Alexandre Sayad reforça essa ideia ao afirmar que o conceito deve resultar em cidades “voltadas para o ser humano e para o bem-estar”, onde a tecnologia serve à vida e não o contrário. É uma visão que prioriza “o acesso à cultura, à educação, ao trânsito, à mobilidade, à sustentabilidade ambiental e aos direitos humanos básicos”.
Mais do que um novo modelo de gestão, o conceito de Cidades MIL propõe uma mudança profunda na forma de conceber o espaço urbano latino-americano. Como demonstram as diretrizes da Unesco e o trabalho dos pesquisadores brasileiros e de outros países, trata-se de reconhecer e potencializar a multiplicidade já existente, criando cidades simultaneamente físicas e digitais, tecnológicas e humanas, locais e globais.

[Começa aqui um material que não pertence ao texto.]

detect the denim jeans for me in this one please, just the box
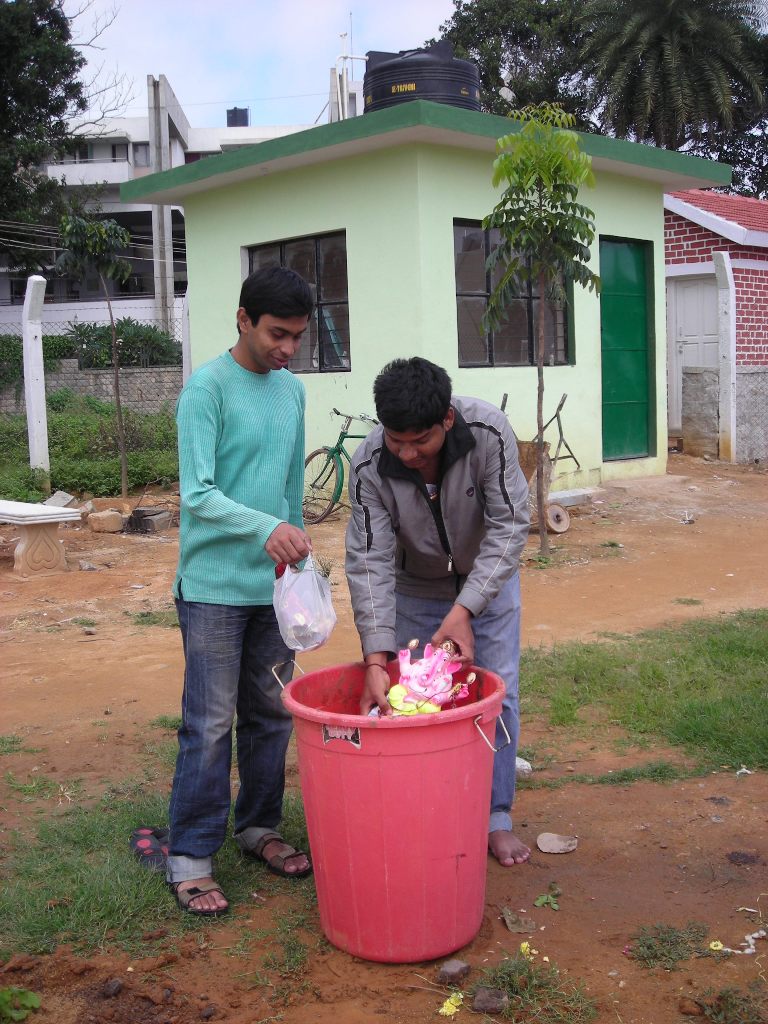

A consolidação desse paradigma dependerá da capacidade de articular diferentes setores, superar fragmentações administrativas e, sobretudo, recolocar o cidadão no centro de todas as decisões. Afinal, as Cidades MIL já estão entre nós, como nas práticas cotidianas de milhões de latino-americanos que, mesmo sem saber, reinventam a vida urbana todos os dias. O desafio agora é reconhecê-las, legitimá-las e amplificá-las, construindo futuros verdadeiramente inclusivos e participativos.